パラリンピックが幕を閉じた。
今大会、日本人選手の活躍だけに限っても、実にバラエティに富んだ情景が展開されたと思う。
新たに現れた若い選手による鮮烈なパフォーマンス――
他大会ではまず見られない御大の雄姿――
従来の壁を突破しての新世界への進出――
長年追い求め続けた末の頂点への到達――
一度王座を退いてからの返り咲き――
競技を心から愉しんでいる笑顔――
そして、掲げて来た目標を手にできなかった無念……
もちろん、全世界のすべての選手にまで目を向ければ、どの大会でもこれらは遍く生起しているのだろうが、なかなかそこまで視野を広げることは難しい。
それを考えると、今大会は、私を含む多くの日本人とって、単に自国開催との理由からだけではなく、非常に大きいものだったと言えるのではなかろうか。
ただ、遺憾な点が一つある。
といっても競技に直接関係したことではなく、例によって例の如くマスコミによって随所に撒き散らされた、「感動を水増ししてやろう」という要らぬお節介・余計なお世話がそれだ。
実施中の競技が数多あるのをそっちのけで延々と続けられるおしゃべり、時を選ばず行われる薄っぺらい声でのヘッタクソなインタビュー、選手が感極まって流す涙に対する「待ってました!」とばかりのズーム……
こんな余計な添加物に煩わされることなく観戦したいと思うのは、決して私だけではないはずだ。

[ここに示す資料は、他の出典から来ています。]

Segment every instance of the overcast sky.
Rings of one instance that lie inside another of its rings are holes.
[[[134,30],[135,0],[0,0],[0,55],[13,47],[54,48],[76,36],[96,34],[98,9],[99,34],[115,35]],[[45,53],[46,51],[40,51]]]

弁天様の御姿にも、蠅がたかれば、お鬱陶しい――(泉鏡花「草迷宮」より)
ここは別荘地で、定住者はさほど多くない。
それゆえ、普段は人の姿もほとんどないのだけれど、夏場は流石に、前に車の止まっている建物が散見される。
特に去年今年は、人の少ない所に身を置きたいとの思いからであろう、その数が多かったが、この夏二度目の長雨の漸く上がった今日の午後、久しぶりに外を歩いたところ、ほとんどが既に街へ去ったらしく、辺りは例年の9月らしい、陽の光や木々に秋の色の交じり始めた静かな風景に戻っていた。
これを目にすると、いつものことながら、山の上に恰も取り残されたような一抹の寂しさを覚える。
が、同時に、そこはかとない幸福感も、また胸に湧く。